Traceback (most recent call last):
File "/EMNLP2017/relation_extraction/model_train.py", line 138, in
model = getattr(keras_models, model_name)(keras_models.model_params, embedding_matrix, max_sent_len, n_out)
File "\EMNLP2017\relation_extraction\core\keras_models.py", line 183, in model_CNN
sentence_vector = MaskedGlobalMaxPooling1D()(x)
File "C:\Program\anaconda3\lib\site-packages\keras\engine\base_layer.py", line 457, in call
output = self.call(inputs, **kwargs)
File "\EMNLP2017\relation_extraction\core\keras_models.py", line 544, in call
return K.max(tf.where(mask[:,:,np.newaxis], x, -np.inf ), axis = 1)
File "C:\Program\anaconda3\lib\site-packages\tensorflow\python\util\dispatch.py", line 180, in wrapper
return target(*args, **kwargs)
File "C:\Program\anaconda3\lib\site-packages\tensorflow\python\ops\array_ops.py", line 3204, in where
return gen_math_ops.select(condition=condition, x=x, y=y, name=name)
File "C:\Program\anaconda3\lib\site-packages\tensorflow\python\ops\gen_math_ops.py", line 8568, in select
"Select", condition=condition, t=x, e=y, name=name)
File "C:\Program\anaconda3\lib\site-packages\tensorflow\python\framework\op_def_library.py", line 788, in _apply_op_helper
op_def=op_def)
File "C:\Program\anaconda3\lib\site-packages\tensorflow\python\util\deprecation.py", line 507, in new_func
return func(*args, **kwargs)
File "C:\Program\anaconda3\lib\site-packages\tensorflow\python\framework\ops.py", line 3300, in create_op
op_def=op_def)
File "C:\Program\anaconda3\lib\site-packages\tensorflow\python\framework\ops.py", line 1823, in init
control_input_ops)
File "C:\Program\anaconda3\lib\site-packages\tensorflow\python\framework\ops.py", line 1662, in _create_c_op
raise ValueError(str(e))
ValueError: Shapes must be equal rank, but are 3 and 0 for 'masked_global_max_pooling1d_1/Select' (op: 'Select') with input shapes: [?,36,1], [?,36,256], [].

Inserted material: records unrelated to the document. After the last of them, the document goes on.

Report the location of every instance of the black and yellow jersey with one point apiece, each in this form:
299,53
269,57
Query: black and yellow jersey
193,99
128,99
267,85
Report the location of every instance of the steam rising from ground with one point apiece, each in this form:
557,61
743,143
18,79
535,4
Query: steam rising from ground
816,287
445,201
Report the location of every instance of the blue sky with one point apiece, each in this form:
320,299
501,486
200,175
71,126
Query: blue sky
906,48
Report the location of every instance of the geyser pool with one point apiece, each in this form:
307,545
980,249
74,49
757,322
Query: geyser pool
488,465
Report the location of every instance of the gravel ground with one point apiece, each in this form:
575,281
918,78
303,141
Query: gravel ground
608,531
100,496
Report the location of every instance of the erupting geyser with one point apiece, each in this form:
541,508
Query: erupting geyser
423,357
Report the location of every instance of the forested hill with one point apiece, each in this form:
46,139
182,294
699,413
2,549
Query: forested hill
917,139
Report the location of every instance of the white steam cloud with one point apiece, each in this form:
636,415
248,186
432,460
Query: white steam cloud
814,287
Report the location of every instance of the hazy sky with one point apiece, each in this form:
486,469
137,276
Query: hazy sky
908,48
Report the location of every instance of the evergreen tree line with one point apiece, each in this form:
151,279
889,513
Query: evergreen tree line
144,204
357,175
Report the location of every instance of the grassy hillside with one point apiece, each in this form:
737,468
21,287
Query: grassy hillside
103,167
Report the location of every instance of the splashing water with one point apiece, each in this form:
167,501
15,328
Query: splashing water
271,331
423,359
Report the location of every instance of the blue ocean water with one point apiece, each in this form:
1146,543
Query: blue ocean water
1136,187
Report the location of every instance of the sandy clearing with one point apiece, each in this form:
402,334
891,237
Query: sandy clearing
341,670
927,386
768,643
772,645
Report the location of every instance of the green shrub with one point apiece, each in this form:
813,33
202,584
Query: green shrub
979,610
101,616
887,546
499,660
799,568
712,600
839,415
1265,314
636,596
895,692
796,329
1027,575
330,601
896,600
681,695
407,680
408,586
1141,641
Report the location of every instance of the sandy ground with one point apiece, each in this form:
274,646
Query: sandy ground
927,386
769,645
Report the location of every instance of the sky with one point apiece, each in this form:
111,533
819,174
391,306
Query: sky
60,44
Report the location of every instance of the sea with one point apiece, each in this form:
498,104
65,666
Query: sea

Process finished with exit code 1

I notice that some entities(left&right) non-continuous tokens, such as:"left": [0, 1, 18, 19], seems that 0,1 tokens represent "The", "game", 18,19 tokens represent "the", "game". They are the same entity, so "left" or "right" in json file contain all index of the same entity, is it right?

an example:
"edgeSet": [{"left": [0, 1, 18, 19], "right": [27], "kbID": "P279"}], "tokens": ["The", "game", "has", "a", "unique", "engine", "in", "which", "the", "protagonist", ",", "Lester", ",", "is", "easily", "frightened", "early", "in", "the", "game", "and", "will", "act", "reluctantly", "when", "faced", "with", "animal", "s", ",", "height", "s", ",", "etc", "."]}

Hi,

yes, the token ids may include multiple occurrences of the same entity.

as to your error message, I will have to look into it next week. Could you please try to train another type of model and see if it works?

Best wishes
Daniil

thanks, your MaskedConvolution1D class doesn't implement call method. i am not familiar with keras, will conduct parent class's call method automatically?

class MaskedConvolution1D(layers.Convolution1D):
def init(self, **kwargs):
self.supports_masking = True
super(MaskedConvolution1D, self).init(**kwargs)

def compute_mask(self, x, mask=None):
    return mask

Hi! Yes, the call method of the parent is used in this case.